Des finissantes en psychologie lancent un cri du coeur pour ne pas travailler dans le public
Rebutées par le réseau public, des finissantes en psychologie de l’Université de Montréal reprochent à leur département de leur bloquer les portes des stages dans le secteur privé.
« Ce n’est pas mon rôle à moi de pallier la pénurie de main-d’œuvre dans le public », lance Audrey Francoeur, doctorante en psychologie à l’Université de Montréal (UdeM). Très préoccupée par ses perspectives professionnelles, la jeune femme reproche à son département d’avoir rejeté le stage (ou « internat ») qu’elle avait obtenu dans une clinique privée. « Je risque de ne pas avoir d’internat ou d’avoir un internat qui ne m’intéresse pas ! »
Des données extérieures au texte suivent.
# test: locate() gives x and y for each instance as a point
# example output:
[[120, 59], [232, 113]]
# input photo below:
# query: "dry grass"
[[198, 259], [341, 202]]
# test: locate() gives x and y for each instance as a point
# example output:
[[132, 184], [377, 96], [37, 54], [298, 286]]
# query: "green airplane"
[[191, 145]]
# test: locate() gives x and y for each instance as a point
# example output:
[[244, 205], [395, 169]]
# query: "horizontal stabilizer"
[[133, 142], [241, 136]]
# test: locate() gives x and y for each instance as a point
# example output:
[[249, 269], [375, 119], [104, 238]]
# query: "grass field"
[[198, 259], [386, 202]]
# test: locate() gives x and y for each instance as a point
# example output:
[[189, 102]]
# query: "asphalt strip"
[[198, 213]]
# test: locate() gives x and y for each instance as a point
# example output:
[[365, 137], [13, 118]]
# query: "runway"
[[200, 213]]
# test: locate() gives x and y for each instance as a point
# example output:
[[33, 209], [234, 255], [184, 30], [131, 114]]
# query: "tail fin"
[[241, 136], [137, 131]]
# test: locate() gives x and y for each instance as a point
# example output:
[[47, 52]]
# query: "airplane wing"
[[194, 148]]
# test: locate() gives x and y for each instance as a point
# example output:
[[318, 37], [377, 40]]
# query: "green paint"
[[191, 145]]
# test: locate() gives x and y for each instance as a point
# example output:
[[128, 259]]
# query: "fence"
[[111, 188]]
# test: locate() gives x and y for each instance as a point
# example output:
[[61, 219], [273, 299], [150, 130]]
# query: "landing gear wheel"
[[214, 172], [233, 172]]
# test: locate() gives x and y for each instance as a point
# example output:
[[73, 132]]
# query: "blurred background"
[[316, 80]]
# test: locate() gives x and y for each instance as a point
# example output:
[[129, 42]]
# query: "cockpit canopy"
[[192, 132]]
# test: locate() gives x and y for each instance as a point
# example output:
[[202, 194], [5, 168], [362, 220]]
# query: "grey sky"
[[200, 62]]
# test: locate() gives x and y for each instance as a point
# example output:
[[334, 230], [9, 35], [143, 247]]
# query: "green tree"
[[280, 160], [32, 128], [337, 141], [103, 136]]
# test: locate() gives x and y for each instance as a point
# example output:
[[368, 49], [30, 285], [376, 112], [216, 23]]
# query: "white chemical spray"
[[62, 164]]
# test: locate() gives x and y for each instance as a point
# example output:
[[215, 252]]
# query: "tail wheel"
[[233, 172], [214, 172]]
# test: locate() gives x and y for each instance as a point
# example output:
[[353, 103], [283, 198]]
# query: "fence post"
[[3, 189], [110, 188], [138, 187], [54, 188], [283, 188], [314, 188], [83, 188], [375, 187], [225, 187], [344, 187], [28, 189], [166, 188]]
Elle ne veut rien savoir du secteur public, dit que les « offres [n’y] sont pas alléchantes » et qu’elle ne veut pas « faire du 9 à 5 sous pression pour prendre des clients de plus ». Elle explique que la clinique privée qu’elle avait trouvée lui promettait de bonnes conditions de travail et une pratique dans son domaine de spécialité.
Ce cri du cœur survient alors que le gouvernement cherche en vain à augmenter le recrutement en psychologie dans le réseau public, où l’on estime devoir engager 900 personnes supplémentaires d’ici cinq ans. À l’heure actuelle, au moins 20 000 personnes sont sur la liste d’attente pour voir un psychologue dans le réseau public.
Mardi soir, l’Association des étudiant(e)s des cycles supérieurs en psychologie de l’Université de Montréal (AÉCSPUM) a transmis au département une lettre anonyme à propos des internats, à laquelle 80 autres étudiants ont donné leur appui sur la plateforme Facebook. Les doctorantes (ce sont des femmes en grande majorité) y critiquent le processus d’approbation des stages, qui manquerait « de cohérence, de transparence et d’objectivité ».
« Les doctorant.e.s dénoncent ce qui semble être une forme de pression de la part du Comité des internats à pratiquer dans le réseau public de santé », peut-on lire dans cette lettre.
« Bien que les doctorant.e.s sont sensibles à la pénurie de psychologues œuvrant dans le secteur public et au besoin criant de la population d’avoir accès à des services en santé mentale, ils ne sont pas tenus de remédier à la situation en l’absence d’amélioration des conditions actuelles. »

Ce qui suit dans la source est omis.